Question

a 60kg skateboarder (including the skateboard) is skating over a hill as shown. when the skateboarder reaches the peak of the hill, he has both feet on the board and is moving 6m/s. neglect any friction and drag impeding the motion as well as the size of the skateboarder. number of forces. force(s) towards center. are all forces balanced? what is the skateboarders centripetal acceleration? what is the centripetal net force on the skateboarder? what is the normal force on the skateboarder?

Explanation:

Step1: Identify given values

Mass $m=60\ \text{kg}$, speed $v=6\ \text{m/s}$, radius $r=9\ \text{m}$, $g=10\ \text{m/s}^2$

Step2: Calculate centripetal acceleration

$\text{Centripetal acceleration } a_c = \frac{v^2}{r} = \frac{6^2}{9} = 4\ \text{m/s}^2$

Step3: Calculate centripetal net force

$\text{Net force } F_c = m \cdot a_c = 60 \times 4 = 240\ \text{N}$

Step4: Calculate normal force

$\text{Weight } W = m \cdot g = 60 \times 10 = 600\ \text{N}$
$\text{Normal force } F_N = W - F_c = 600 - 240 = 360\ \text{N}$

Step5: Analyze force balance

Since there is a net centripetal force, forces are unbalanced.
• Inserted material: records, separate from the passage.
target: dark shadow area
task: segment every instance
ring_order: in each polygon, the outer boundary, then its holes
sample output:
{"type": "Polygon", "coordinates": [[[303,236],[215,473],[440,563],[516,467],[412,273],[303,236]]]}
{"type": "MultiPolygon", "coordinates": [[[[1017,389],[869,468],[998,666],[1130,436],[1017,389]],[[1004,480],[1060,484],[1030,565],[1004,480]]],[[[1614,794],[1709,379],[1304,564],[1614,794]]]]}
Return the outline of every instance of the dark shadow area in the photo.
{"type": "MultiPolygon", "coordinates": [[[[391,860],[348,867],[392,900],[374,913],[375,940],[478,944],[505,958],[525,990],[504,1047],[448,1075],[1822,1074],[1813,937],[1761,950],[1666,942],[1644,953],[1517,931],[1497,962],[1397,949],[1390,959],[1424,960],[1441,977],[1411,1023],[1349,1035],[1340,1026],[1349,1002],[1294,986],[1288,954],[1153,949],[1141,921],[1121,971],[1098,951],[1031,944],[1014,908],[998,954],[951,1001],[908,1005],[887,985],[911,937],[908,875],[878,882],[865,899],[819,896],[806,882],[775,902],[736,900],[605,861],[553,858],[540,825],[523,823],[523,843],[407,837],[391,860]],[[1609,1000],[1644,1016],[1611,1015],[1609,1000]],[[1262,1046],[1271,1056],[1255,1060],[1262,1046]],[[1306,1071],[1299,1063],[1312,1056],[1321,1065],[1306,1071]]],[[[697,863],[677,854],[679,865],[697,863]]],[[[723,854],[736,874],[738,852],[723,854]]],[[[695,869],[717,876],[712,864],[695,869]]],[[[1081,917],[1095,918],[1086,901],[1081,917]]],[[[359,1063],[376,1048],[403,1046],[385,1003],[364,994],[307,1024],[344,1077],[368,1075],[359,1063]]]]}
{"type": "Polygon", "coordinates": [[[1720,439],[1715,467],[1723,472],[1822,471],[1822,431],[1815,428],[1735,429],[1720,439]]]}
The two forces are weight (downward) and normal force (upward); the net force (toward center) is the difference, so 1 force component acts toward the center.

Answer:

Number of forces: 2
Force(s) towards center: 1
Are all forces balanced? no
What is the skateboarder's centripetal acceleration? $4\ \text{m/s}^2$
What is the centripetal net force on the skateboarder? $240\ \text{N}$
What is the normal force on the skateboarder? $360\ \text{N}$